For the first half hour I remember why. Marty lives in a lovely spot anchored in the hill becalmed vale south of Oxford. That’s thirty minutes of tedious road riding before finally lapping in the surf of the escarpment where I cut my MTB teeth. Quite often literally.

It’s not a happy reunion. I’m managing a leaky rear tyre under leaden skies – always wet, often significantly so. There’s a lot of damp field edges hiding ruts that are oh-so-little fun on the hardtail. Still it’s great to be out even in the rain, because I’m riding with an old mate who can make me laugh without even speaking.

When he does, Marty tells me his news and I reciprocate. Then we hit a hill and he does the ‘well fuck that escalated quickly‘ e-bike thing. I’m pretty fit and a half decent climber but those motors are quite the thing. Ten pedal strokes and he’s gone getting a singletrack fix while going uphill. Me, not so much.

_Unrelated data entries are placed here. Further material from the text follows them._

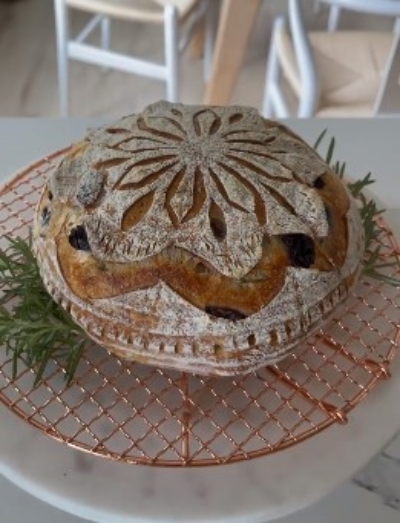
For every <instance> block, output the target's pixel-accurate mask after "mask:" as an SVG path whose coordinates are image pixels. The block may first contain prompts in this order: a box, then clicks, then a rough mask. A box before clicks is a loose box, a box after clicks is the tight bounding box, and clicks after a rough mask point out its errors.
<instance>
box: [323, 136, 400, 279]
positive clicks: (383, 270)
mask: <svg viewBox="0 0 400 523" xmlns="http://www.w3.org/2000/svg"><path fill="white" fill-rule="evenodd" d="M326 132H327V130H326V129H325V130H324V131H323V132H322V133H321V134H320V135H319V136H318V138H317V140H316V142H315V143H314V149H315V150H318V148H319V146H320V145H321V143H322V142H323V140H324V138H325V136H326ZM334 151H335V138H331V140H330V142H329V145H328V149H327V152H326V155H325V161H326V163H327V164H328V165H330V166H331V167H332V169H333V170H334V171H335V172H336V174H337V175H338V176H339V177H340V178H341V179H343V178H344V176H345V172H346V162H340V161H336V162H332V160H333V155H334ZM375 181H376V180H374V179H373V178H372V174H371V173H370V172H369V173H368V174H366V175H365V176H364V178H361V179H360V180H356V181H355V182H347V183H346V185H347V187H348V189H349V191H350V193H351V194H352V196H353V197H354V198H355V199H356V200H357V202H358V204H359V212H360V216H361V220H362V222H363V226H364V234H365V257H364V268H363V274H365V276H368V277H370V278H373V279H375V280H379V281H381V282H384V283H388V284H389V285H395V286H398V285H400V280H398V279H397V278H393V277H392V276H389V275H388V274H387V273H386V270H387V269H388V268H390V267H395V266H396V265H397V264H398V261H397V260H395V259H393V260H392V261H389V262H387V261H383V256H382V245H381V244H380V243H379V235H380V228H379V225H378V221H377V218H379V216H381V215H382V214H383V213H384V212H385V209H379V208H378V206H377V204H376V202H375V201H374V200H373V199H368V198H367V196H366V195H365V192H364V191H365V189H367V188H368V187H369V186H370V185H372V184H374V183H375Z"/></svg>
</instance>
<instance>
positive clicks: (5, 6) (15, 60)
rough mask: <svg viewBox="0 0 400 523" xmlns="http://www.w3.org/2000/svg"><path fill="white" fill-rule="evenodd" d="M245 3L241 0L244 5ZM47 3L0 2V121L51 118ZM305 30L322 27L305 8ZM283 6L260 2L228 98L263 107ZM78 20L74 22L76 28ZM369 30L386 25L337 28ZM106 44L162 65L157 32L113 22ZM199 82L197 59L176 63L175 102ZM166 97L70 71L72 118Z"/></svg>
mask: <svg viewBox="0 0 400 523" xmlns="http://www.w3.org/2000/svg"><path fill="white" fill-rule="evenodd" d="M244 1H245V0H244ZM52 4H53V2H52V0H19V1H17V0H15V1H13V2H11V1H10V0H1V1H0V64H1V70H0V71H1V73H0V116H57V115H58V101H57V77H56V51H55V38H54V20H53V16H54V15H53V5H52ZM306 4H307V5H306V10H307V20H308V24H309V25H310V26H313V27H322V26H323V25H324V24H325V23H326V10H325V9H323V10H322V11H321V12H320V13H319V14H318V15H315V14H314V13H313V10H312V8H313V4H314V2H313V0H308V1H307V2H306ZM285 6H286V1H285V0H268V1H267V0H265V2H264V4H263V8H262V11H261V13H260V16H259V19H258V23H257V26H256V28H255V30H254V34H253V36H252V39H251V42H250V44H249V48H248V52H247V56H246V61H245V64H244V66H243V68H242V72H241V75H240V78H239V81H238V84H237V87H236V90H235V93H234V96H233V99H232V102H234V103H240V104H248V105H253V106H256V107H259V106H260V105H261V96H262V88H263V81H264V72H265V62H266V57H267V51H268V44H269V35H270V27H271V21H272V20H273V18H274V16H275V15H276V13H278V12H281V11H283V10H284V9H285ZM83 21H84V17H83V16H82V15H80V14H77V16H74V17H73V24H74V27H79V26H80V24H82V22H83ZM371 23H373V24H376V23H378V24H380V27H387V28H390V27H391V24H390V22H389V21H388V20H383V21H382V20H380V21H379V22H376V21H375V20H374V21H373V22H372V20H371V18H369V17H364V16H360V15H358V16H357V15H354V14H346V15H345V16H344V17H343V19H342V24H341V27H343V28H350V27H351V28H353V27H357V28H362V27H365V26H367V27H369V26H370V25H371ZM112 46H113V47H115V48H117V49H121V50H124V51H126V52H129V51H130V50H134V52H135V53H136V54H139V55H143V56H146V57H149V58H150V57H152V58H154V59H155V60H157V58H159V59H161V57H162V52H163V40H162V32H161V29H160V28H158V27H150V26H148V25H146V26H142V25H138V24H132V23H126V22H118V21H116V22H113V25H112ZM203 90H204V84H203V80H202V66H201V61H199V60H193V59H191V58H190V57H189V56H188V55H187V54H186V55H184V56H183V57H182V59H181V100H182V101H183V102H186V103H199V102H201V100H202V95H203ZM163 97H164V86H163V84H162V83H161V82H157V81H156V80H150V79H146V78H143V77H140V76H133V75H128V74H123V73H118V72H114V71H103V70H101V69H100V68H98V67H94V66H90V65H86V64H80V63H76V62H74V63H73V64H72V65H71V115H72V116H100V115H106V116H117V115H121V114H126V113H129V112H134V111H135V110H137V109H140V108H141V107H143V106H144V105H146V104H147V103H150V102H152V101H155V100H157V99H160V98H163Z"/></svg>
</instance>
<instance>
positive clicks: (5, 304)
mask: <svg viewBox="0 0 400 523" xmlns="http://www.w3.org/2000/svg"><path fill="white" fill-rule="evenodd" d="M7 240H8V246H7V249H6V250H1V249H0V289H1V296H0V346H1V347H4V348H5V350H6V353H7V354H10V355H11V356H12V364H13V375H14V377H15V376H16V375H17V373H18V363H19V361H20V360H22V361H23V362H24V363H25V364H26V365H27V366H28V367H29V368H33V369H35V385H36V384H38V383H39V382H40V381H41V379H42V377H43V373H44V371H45V370H46V367H47V365H48V363H49V362H50V361H51V360H54V359H55V358H63V360H64V363H63V368H64V369H65V379H66V382H67V383H70V382H71V380H72V378H73V377H74V374H75V371H76V368H77V365H78V363H79V360H80V359H81V356H82V354H83V351H84V349H85V347H86V346H87V344H88V343H89V339H88V337H87V336H86V334H85V333H84V331H83V330H82V329H81V328H80V327H79V326H78V325H77V324H76V323H75V322H74V321H73V320H72V318H71V317H70V316H69V315H68V314H67V313H66V312H65V311H64V310H63V309H62V308H61V307H60V306H59V305H58V304H57V303H56V302H55V301H53V299H52V298H51V297H50V295H49V294H48V292H47V291H46V289H45V287H44V285H43V283H42V279H41V277H40V274H39V269H38V266H37V263H36V260H35V257H34V256H33V254H32V238H31V236H29V238H28V240H27V241H25V240H23V239H22V238H11V237H7Z"/></svg>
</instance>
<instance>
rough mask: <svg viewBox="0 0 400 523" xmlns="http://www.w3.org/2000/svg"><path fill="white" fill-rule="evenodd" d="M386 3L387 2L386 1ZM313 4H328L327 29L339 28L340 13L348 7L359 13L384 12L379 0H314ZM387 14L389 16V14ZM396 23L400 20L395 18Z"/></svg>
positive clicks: (382, 12) (376, 13) (345, 9)
mask: <svg viewBox="0 0 400 523" xmlns="http://www.w3.org/2000/svg"><path fill="white" fill-rule="evenodd" d="M392 1H393V2H398V0H392ZM386 3H388V2H387V1H386ZM315 4H316V6H317V7H319V5H320V4H328V5H329V15H328V26H327V28H328V31H337V29H338V28H339V21H340V15H341V13H342V12H343V11H345V10H346V9H347V8H348V7H349V8H350V10H351V11H357V12H359V13H369V14H384V12H382V7H381V6H380V5H379V4H380V1H379V0H315ZM383 9H385V7H383ZM389 16H391V15H390V14H389ZM395 23H396V24H399V23H400V21H398V20H396V22H395Z"/></svg>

We ride on, reminisce over a few remembered landmarks, get lost, get found because now we have GPS enabled phones, slog through more fields and then – finally – find a trail I recognise. Used to give me the heebs back in the day. Remember a slalom’y gully rooted by ancient trees. Fast and committed.

Mmm. Bikes have moved on a bit. As have I probably. It’s a fun descent but no more than that. The only jeopardy is the fading light which seems an apposite time to explain to Marty I’m mildly concerned by imminent be-nightment. It’s 8pm already and the 25 min ride back to my accommodation starts some 10km from where we are now.

Marty – because he is a good egg – reassures me this is not a problem. He has a plan. Hose the bikes down, throw mine in the back of his car, hot wheel it to a local pub serving great pizza, down a pint and then he’ll drop me off without a pedal needing to be turned.

A non requested LagerVac. That is a beautiful thing. We finish the ride with 40km on the clocks and add ourselves to the ‘things to be hosed off‘ list.  Just about decent, we limbo under the last orders bell, celebrate with an excellent local beer and carry on catching up from where we left off.

It’s been a fantastic evening. So easy to sit in a bar (and shit I’ve done that for twenty+ years) when travelling dreading another dinner for one.  Instead, with a little effort, you can have a ride, catch up with an old friend, toast that friendship with a beer, AND be Lagervac’d to your place of rest.

I mean that’s just bloody awesome. Sat in Marty’s car with wet feet, damp shorts, gritty eyeballs and probably a bit of a sweaty whiff, I relax into the comfortable seat watching the non-riding miles roll by under the cover of darkness. We parted as the friends we’ve always been, but maybe a little more aware that time accelerates beyond any kind of theoretical constant.  It’s all good.

My take is this. Sometimes not knowing how you’re going to get home is a good thing. Trust in the LagerVac 🙂

*sometimes this includes your legs.  “No way these bad boys are turning a single revolution. We’re going to need a bigger transit

**first explained by my good mate Steve. Followed by many examples 🙂

***Pub Retrieval Vehicle. Upgraded from the SSV (Spousal Support Vehicle) once both the offspring passed their driving test.